Sven Anders Gärderud (born 28 August 1946) is a Swedish former track and field athlete, winner of the 3000 m steeplechase event at the 1976 Summer Olympics in Montreal.

Gärderud was born to an orienteering competitor, and was an accomplished orienteer himself, winning a team gold medal at the 1977 Swedish Championships. He initially trained in orienteering and changed sports by chance – he was banned from running in the woods in autumn 1961 due to a jaundice epidemic and wandered into an athletic hall.

Gärderud experimented with several events before focusing on the 3000 m steeplechase. His first major competition were the 1968 Summer Olympics, where he was eliminated in the heats of 800 m and 1500 m. In the following years, Gärderud concentrated on the steeplechase, and was already a main favorite at the 1972 Summer Olympics, but, suffering from a cold, he was eliminated in his heat. Gärderud was also eliminated in the heats of the 5000 m at the Olympics, but only seven days later, he set a new 3000 m steeplechase world record at 8:20.8.

At the 1974 European Championships in Rome, Gärderud was beaten by Bronisław Malinowski of Poland, yet next year he broke the 3000 m steeplechase world record three times.

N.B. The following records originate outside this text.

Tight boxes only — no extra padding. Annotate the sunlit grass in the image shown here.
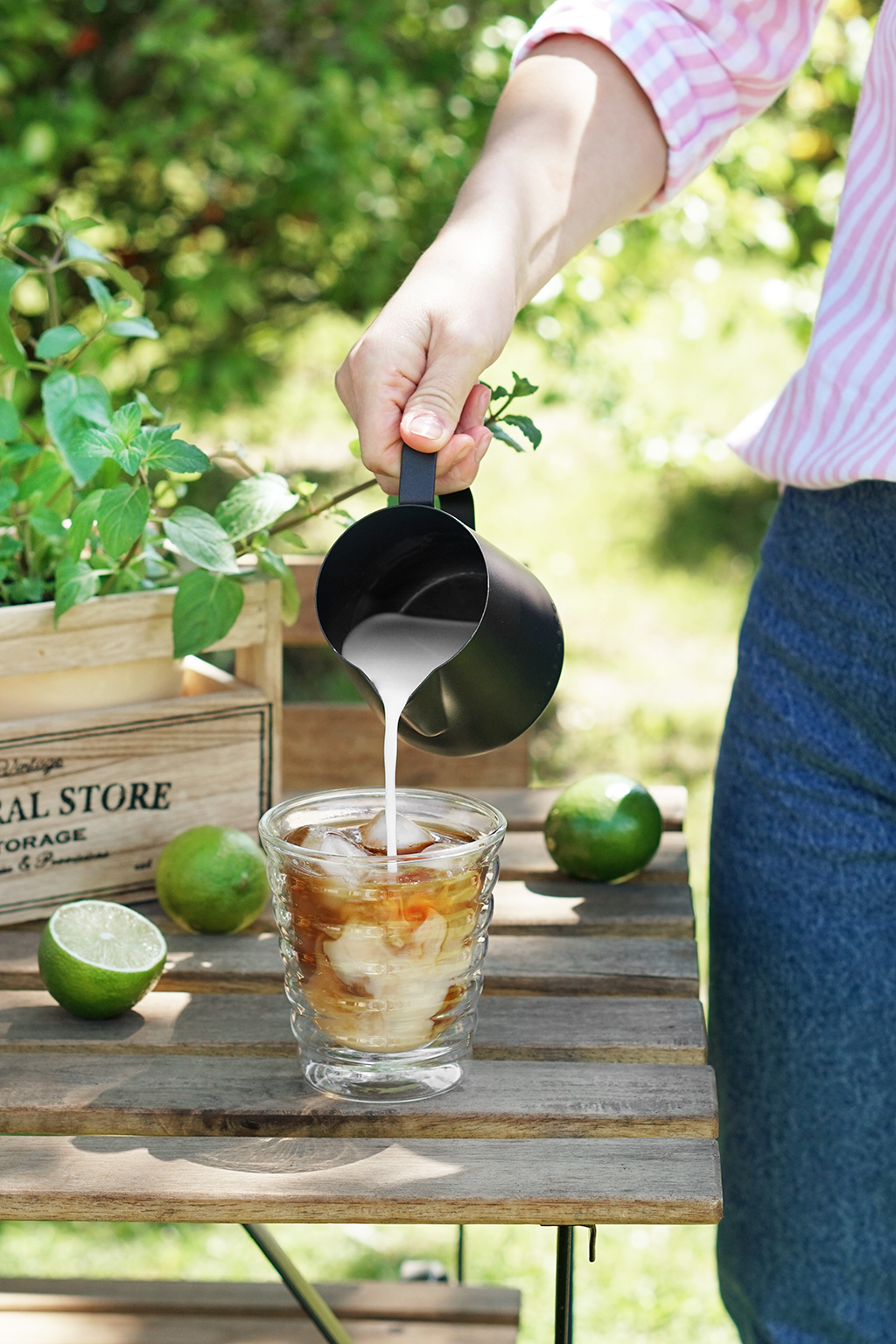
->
[0,1223,736,1344]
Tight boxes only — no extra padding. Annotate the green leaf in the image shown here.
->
[0,256,25,368]
[137,393,161,419]
[85,276,114,314]
[106,317,158,340]
[135,424,211,472]
[502,416,542,447]
[66,234,108,266]
[172,570,243,659]
[28,504,66,542]
[68,491,106,561]
[273,532,308,551]
[36,323,88,359]
[75,427,143,476]
[258,547,301,625]
[53,561,102,621]
[161,504,236,574]
[18,453,67,500]
[3,215,60,235]
[0,439,43,469]
[40,368,111,485]
[489,422,525,453]
[56,216,101,234]
[97,484,149,559]
[66,234,144,301]
[0,396,22,444]
[215,472,298,542]
[108,402,144,444]
[10,574,43,606]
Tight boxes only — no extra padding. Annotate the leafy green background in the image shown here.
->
[0,0,878,411]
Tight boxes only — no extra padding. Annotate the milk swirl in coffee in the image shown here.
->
[288,612,487,1053]
[342,612,475,858]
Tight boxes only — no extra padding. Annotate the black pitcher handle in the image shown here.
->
[397,444,475,528]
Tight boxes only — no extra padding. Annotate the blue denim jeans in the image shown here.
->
[710,481,896,1344]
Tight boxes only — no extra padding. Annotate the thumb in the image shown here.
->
[402,348,481,453]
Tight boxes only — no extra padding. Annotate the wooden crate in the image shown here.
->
[0,581,282,923]
[284,555,529,794]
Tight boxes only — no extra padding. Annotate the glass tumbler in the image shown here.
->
[258,789,507,1102]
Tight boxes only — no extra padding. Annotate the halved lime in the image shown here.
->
[38,900,168,1018]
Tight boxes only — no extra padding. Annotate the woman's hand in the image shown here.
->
[336,36,666,494]
[336,239,516,494]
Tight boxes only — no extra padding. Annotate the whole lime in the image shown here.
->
[544,774,662,882]
[156,827,270,933]
[38,900,168,1018]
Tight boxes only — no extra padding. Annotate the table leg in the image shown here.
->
[243,1223,354,1344]
[554,1227,575,1344]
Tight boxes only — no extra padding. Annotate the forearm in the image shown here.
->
[336,38,666,494]
[432,36,666,309]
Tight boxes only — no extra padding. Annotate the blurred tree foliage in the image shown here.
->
[0,0,540,409]
[0,0,878,424]
[524,0,880,357]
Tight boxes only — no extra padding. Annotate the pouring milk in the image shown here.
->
[342,612,477,859]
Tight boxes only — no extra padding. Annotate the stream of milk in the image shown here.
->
[342,612,475,872]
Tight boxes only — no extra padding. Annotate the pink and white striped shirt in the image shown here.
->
[513,0,896,489]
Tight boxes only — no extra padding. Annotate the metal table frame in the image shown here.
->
[243,1223,598,1344]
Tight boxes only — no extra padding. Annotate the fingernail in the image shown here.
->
[406,411,444,439]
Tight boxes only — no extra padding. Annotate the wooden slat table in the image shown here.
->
[0,790,721,1344]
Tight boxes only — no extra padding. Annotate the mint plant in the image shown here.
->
[0,211,374,657]
[485,372,542,453]
[0,207,542,657]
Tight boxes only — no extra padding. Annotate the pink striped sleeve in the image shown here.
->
[513,0,826,207]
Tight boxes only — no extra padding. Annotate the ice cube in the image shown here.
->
[361,812,435,853]
[302,827,367,859]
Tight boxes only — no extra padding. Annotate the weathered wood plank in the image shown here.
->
[284,703,529,797]
[0,1278,520,1325]
[0,1306,516,1344]
[0,989,707,1065]
[475,783,688,830]
[490,878,693,938]
[0,1136,721,1224]
[0,1053,718,1138]
[0,928,698,998]
[485,934,700,998]
[501,830,688,883]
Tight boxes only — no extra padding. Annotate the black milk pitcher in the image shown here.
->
[314,444,563,755]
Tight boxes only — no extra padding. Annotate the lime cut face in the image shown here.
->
[38,900,168,1018]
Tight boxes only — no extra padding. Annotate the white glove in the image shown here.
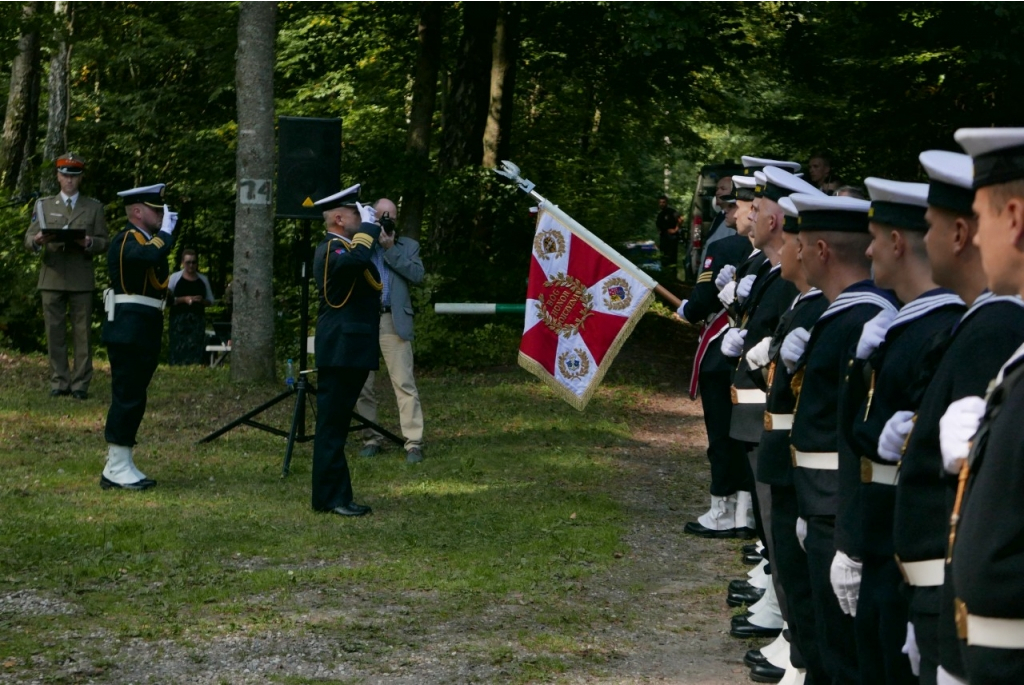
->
[160,205,178,236]
[718,281,736,307]
[722,329,746,357]
[746,336,771,371]
[355,203,377,223]
[828,551,864,616]
[736,273,758,299]
[857,309,896,359]
[778,329,811,374]
[879,411,913,462]
[715,264,736,290]
[903,620,921,676]
[939,395,985,475]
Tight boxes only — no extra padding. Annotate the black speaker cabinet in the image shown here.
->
[276,117,342,219]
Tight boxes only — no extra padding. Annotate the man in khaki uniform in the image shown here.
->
[25,153,110,399]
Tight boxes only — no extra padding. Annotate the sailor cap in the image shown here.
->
[790,192,871,233]
[953,128,1024,188]
[918,149,974,216]
[864,176,928,231]
[313,183,360,212]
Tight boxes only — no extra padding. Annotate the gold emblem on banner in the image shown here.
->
[537,273,594,338]
[534,228,565,259]
[558,347,590,381]
[603,276,633,311]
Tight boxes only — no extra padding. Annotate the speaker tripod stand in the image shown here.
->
[200,220,404,478]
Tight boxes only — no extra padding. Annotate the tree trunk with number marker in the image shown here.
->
[231,2,276,382]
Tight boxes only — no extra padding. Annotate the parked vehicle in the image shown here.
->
[682,160,743,283]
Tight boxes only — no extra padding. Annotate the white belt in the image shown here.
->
[967,613,1024,649]
[765,412,793,430]
[103,288,164,322]
[860,457,899,485]
[896,557,946,588]
[730,386,768,404]
[791,447,839,471]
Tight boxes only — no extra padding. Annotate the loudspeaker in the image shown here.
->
[276,117,342,219]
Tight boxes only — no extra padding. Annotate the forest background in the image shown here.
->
[0,2,1024,380]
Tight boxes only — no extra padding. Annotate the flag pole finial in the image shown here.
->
[494,160,546,203]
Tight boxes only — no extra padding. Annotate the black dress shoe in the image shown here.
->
[751,660,785,683]
[743,552,765,566]
[725,588,765,606]
[729,579,759,595]
[729,611,754,627]
[683,521,738,539]
[331,502,373,516]
[729,616,782,639]
[99,476,157,490]
[743,649,768,669]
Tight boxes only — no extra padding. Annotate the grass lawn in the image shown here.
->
[0,321,696,683]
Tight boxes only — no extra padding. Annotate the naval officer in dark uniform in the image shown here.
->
[761,196,829,683]
[99,183,178,490]
[676,189,751,538]
[940,128,1024,685]
[312,184,382,516]
[893,151,1024,685]
[836,178,967,685]
[779,194,896,683]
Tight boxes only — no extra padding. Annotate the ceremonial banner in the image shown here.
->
[519,202,656,411]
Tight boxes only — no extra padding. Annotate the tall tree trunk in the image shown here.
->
[39,0,74,196]
[231,2,276,381]
[430,2,499,256]
[400,2,444,240]
[14,46,42,198]
[483,2,519,169]
[0,2,41,189]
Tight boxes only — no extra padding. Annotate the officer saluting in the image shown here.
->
[99,183,178,490]
[312,184,383,516]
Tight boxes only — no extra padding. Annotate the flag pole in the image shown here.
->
[494,160,683,310]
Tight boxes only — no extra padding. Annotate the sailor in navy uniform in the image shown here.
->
[749,198,828,683]
[836,178,967,685]
[893,151,1024,685]
[940,128,1024,685]
[780,194,896,683]
[312,184,382,516]
[676,189,751,538]
[99,183,178,490]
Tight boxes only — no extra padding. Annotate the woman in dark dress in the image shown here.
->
[168,249,213,366]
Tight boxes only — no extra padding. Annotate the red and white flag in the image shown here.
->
[519,202,656,411]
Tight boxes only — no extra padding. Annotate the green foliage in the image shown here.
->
[0,204,44,350]
[0,2,1024,365]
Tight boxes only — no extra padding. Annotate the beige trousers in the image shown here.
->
[355,312,423,451]
[40,290,92,392]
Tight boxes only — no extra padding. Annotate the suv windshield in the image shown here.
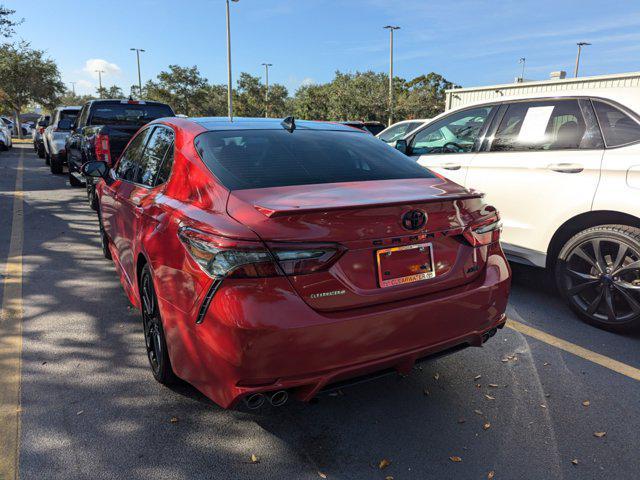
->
[195,129,433,190]
[91,103,174,127]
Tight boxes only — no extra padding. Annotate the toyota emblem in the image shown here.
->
[402,210,427,230]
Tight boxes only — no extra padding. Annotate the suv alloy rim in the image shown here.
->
[564,238,640,324]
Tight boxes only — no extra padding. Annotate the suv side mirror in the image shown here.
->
[80,161,109,178]
[396,138,409,155]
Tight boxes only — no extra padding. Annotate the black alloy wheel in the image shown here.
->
[140,265,176,384]
[556,225,640,331]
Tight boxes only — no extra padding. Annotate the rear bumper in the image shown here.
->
[160,244,510,408]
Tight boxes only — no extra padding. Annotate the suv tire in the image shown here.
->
[555,225,640,332]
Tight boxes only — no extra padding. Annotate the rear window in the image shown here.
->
[195,129,433,190]
[91,103,174,126]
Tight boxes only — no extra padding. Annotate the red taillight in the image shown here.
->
[463,215,502,247]
[178,228,344,278]
[93,134,111,165]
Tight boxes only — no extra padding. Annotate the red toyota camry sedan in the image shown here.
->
[83,117,510,408]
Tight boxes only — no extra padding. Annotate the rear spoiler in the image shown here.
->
[253,190,484,218]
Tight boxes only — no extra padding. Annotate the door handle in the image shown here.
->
[442,163,462,170]
[547,163,584,173]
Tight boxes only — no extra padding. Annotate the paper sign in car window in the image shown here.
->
[518,105,554,144]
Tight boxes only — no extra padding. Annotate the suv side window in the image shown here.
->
[491,99,603,152]
[593,100,640,147]
[116,128,153,183]
[411,106,494,155]
[136,126,173,187]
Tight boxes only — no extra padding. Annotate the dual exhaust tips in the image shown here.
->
[244,390,289,410]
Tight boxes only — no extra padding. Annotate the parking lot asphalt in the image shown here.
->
[0,146,640,480]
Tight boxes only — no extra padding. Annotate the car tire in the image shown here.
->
[69,169,82,187]
[49,155,62,175]
[97,206,113,260]
[140,265,176,385]
[555,225,640,332]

The culmination of Gärderud's career was at the 1976 Summer Olympics, where after a stirring contest with Malinowski and Frank Baumgartl, Gärderud won the gold medal in a new world record of 8:08.02. His victory in that event would earn him a share of the Svenska Dagbladet Gold Medal with cyclist Bernt Johansson.

After retiring from competitions Gärderud worked as a TV commentator of athletics events and as the head coach of the Swedish athletics team. In 1986 he married Annika Johansson.

Competition record

References

1946 births
Living people
Athletes from Stockholm
Swedish male middle-distance runners
Swedish male long-distance runners
Swedish male steeplechase runners
Olympic athletes of Sweden
Olympic gold medalists for Sweden

Athletes (track and field) at the 1968 Summer Olympics
Athletes (track and field) at the 1972 Summer Olympics
Athletes (track and field) at the 1976 Summer Olympics
European Athletics Championships medalists
World record setters in athletics (track and field)
Medalists at the 1976 Summer Olympics
Olympic gold medalists in athletics (track and field)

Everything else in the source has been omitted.